PETER HOWSON O.B.E. (SCOTTISH 1958-) §
FACE OF BRITAIN III, 1991
£12,500
Contemporary & Post-War Art // Prints & Multiples
Auction: Contemporary & Post-War Art: 06 April 2022 | From 11:00
Description
Signed stretcher verso, oil on canvas
Dimensions
213.5cm x 153cm (84in x 60in), unframed
Footnote
Exhibited: Flowers East, London
Note: In the late 80s and early 90s, Howson embarked on a thematic exploration of what his biographer Robert Heller describes as his ‘Patriots’: the fascists, the football hooligans, the bully boys of the UK... “People who use brute force for brute ends”. It would go on to become the facet of his work for which he is arguably best known.

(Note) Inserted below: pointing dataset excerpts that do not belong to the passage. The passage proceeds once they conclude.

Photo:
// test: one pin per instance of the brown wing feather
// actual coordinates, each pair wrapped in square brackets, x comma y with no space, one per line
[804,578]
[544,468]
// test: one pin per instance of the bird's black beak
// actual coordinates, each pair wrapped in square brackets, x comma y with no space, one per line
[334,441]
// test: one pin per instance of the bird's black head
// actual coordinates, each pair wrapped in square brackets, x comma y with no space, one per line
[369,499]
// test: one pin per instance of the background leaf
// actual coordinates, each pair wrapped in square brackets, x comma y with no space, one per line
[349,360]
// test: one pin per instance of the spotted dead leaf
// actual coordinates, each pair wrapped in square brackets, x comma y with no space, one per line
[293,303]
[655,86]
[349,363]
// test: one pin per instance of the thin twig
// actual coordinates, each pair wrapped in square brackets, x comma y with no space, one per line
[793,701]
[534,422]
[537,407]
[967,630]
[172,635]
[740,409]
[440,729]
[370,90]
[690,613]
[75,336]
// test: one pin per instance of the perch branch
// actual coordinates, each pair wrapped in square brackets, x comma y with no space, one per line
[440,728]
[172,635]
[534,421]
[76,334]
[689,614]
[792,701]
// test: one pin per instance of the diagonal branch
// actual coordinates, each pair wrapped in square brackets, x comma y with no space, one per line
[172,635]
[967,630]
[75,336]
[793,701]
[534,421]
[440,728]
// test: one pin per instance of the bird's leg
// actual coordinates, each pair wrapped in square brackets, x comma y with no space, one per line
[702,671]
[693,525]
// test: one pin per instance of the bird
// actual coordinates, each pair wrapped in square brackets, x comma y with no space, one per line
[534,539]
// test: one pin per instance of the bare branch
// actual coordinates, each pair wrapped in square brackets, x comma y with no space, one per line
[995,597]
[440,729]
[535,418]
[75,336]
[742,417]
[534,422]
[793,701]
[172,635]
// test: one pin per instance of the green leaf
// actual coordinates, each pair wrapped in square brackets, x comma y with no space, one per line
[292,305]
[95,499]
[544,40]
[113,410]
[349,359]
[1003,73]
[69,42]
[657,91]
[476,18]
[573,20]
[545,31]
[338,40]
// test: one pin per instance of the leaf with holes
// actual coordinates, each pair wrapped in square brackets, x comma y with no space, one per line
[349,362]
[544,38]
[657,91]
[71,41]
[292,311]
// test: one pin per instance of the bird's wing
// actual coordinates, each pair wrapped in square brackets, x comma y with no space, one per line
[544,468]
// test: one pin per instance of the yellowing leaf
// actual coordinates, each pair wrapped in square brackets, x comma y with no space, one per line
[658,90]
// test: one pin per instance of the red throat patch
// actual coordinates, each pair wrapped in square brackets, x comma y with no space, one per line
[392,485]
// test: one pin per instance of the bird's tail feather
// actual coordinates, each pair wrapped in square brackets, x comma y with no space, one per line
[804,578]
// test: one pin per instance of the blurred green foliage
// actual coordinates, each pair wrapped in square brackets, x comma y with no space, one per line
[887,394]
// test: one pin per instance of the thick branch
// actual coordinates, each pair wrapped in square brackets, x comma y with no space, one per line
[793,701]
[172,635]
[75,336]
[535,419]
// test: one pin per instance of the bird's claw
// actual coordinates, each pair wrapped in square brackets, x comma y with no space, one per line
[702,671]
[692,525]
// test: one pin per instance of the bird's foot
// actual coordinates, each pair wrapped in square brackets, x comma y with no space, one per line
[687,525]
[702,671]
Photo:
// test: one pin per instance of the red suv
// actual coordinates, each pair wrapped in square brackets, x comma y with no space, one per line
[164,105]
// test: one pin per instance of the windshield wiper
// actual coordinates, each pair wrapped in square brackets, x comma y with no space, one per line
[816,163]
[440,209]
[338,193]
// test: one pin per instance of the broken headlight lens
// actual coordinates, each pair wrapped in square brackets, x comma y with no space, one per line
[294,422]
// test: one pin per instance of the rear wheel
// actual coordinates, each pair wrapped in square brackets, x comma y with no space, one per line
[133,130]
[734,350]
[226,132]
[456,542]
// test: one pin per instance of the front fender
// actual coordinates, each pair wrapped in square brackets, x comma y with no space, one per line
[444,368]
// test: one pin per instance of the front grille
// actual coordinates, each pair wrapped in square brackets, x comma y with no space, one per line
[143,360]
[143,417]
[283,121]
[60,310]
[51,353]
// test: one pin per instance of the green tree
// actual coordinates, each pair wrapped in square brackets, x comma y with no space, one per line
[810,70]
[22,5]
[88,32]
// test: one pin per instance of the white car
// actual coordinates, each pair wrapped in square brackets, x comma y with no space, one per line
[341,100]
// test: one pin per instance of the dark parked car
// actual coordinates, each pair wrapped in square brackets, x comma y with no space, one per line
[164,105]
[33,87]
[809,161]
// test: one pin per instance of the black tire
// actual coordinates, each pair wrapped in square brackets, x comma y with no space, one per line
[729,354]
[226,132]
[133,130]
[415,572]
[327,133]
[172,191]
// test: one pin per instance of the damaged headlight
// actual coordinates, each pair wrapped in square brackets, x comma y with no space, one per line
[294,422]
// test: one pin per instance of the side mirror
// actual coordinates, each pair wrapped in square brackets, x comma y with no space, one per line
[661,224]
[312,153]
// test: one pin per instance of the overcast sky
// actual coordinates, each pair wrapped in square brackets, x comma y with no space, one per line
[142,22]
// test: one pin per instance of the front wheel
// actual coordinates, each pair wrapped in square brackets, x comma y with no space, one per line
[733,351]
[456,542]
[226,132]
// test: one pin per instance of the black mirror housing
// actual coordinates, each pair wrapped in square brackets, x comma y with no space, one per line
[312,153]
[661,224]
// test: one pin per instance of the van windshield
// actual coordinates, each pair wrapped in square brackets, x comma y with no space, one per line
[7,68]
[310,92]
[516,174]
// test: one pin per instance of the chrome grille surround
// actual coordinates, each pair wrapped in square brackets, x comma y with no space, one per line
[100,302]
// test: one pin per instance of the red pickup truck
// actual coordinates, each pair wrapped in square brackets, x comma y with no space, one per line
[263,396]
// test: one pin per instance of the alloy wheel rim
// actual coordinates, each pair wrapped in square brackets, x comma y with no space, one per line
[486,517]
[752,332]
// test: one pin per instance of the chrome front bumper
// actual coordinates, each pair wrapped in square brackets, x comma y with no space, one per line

‘Face of Britain III’, dates to 1991, and is a significant iteration of this theme. This monumental and muscular ‘Game Boy’ raises his fist in a gesture pitched somewhere between a neo-Nazi salute and the celebratory stance of a football fan or roused member of a street mob. He sports the typical uniform of baseball cap and too-tight t-shirt, a nod of ridicule on Howson’s part, but with sinister “wrist gauntlets that furl out into a threatening combination of football scarf and leather strap”. The figure’s face is contorted into a mask of “swinish hate”, as Heller puts it.
What Howson sought to achieve through these works was an exorcism of his own violent side, but most of all they are a social study of “the universal theme of man’s inhumanity to man”, an interrogation of the darkness that drives man and the masses, and to hold a mirror up to one of the darker ‘Faces of Britain’ that we would perhaps rather not acknowledge. Howson’s experience at the hands of such figures had “an ineradicable impact on (his) psyche”.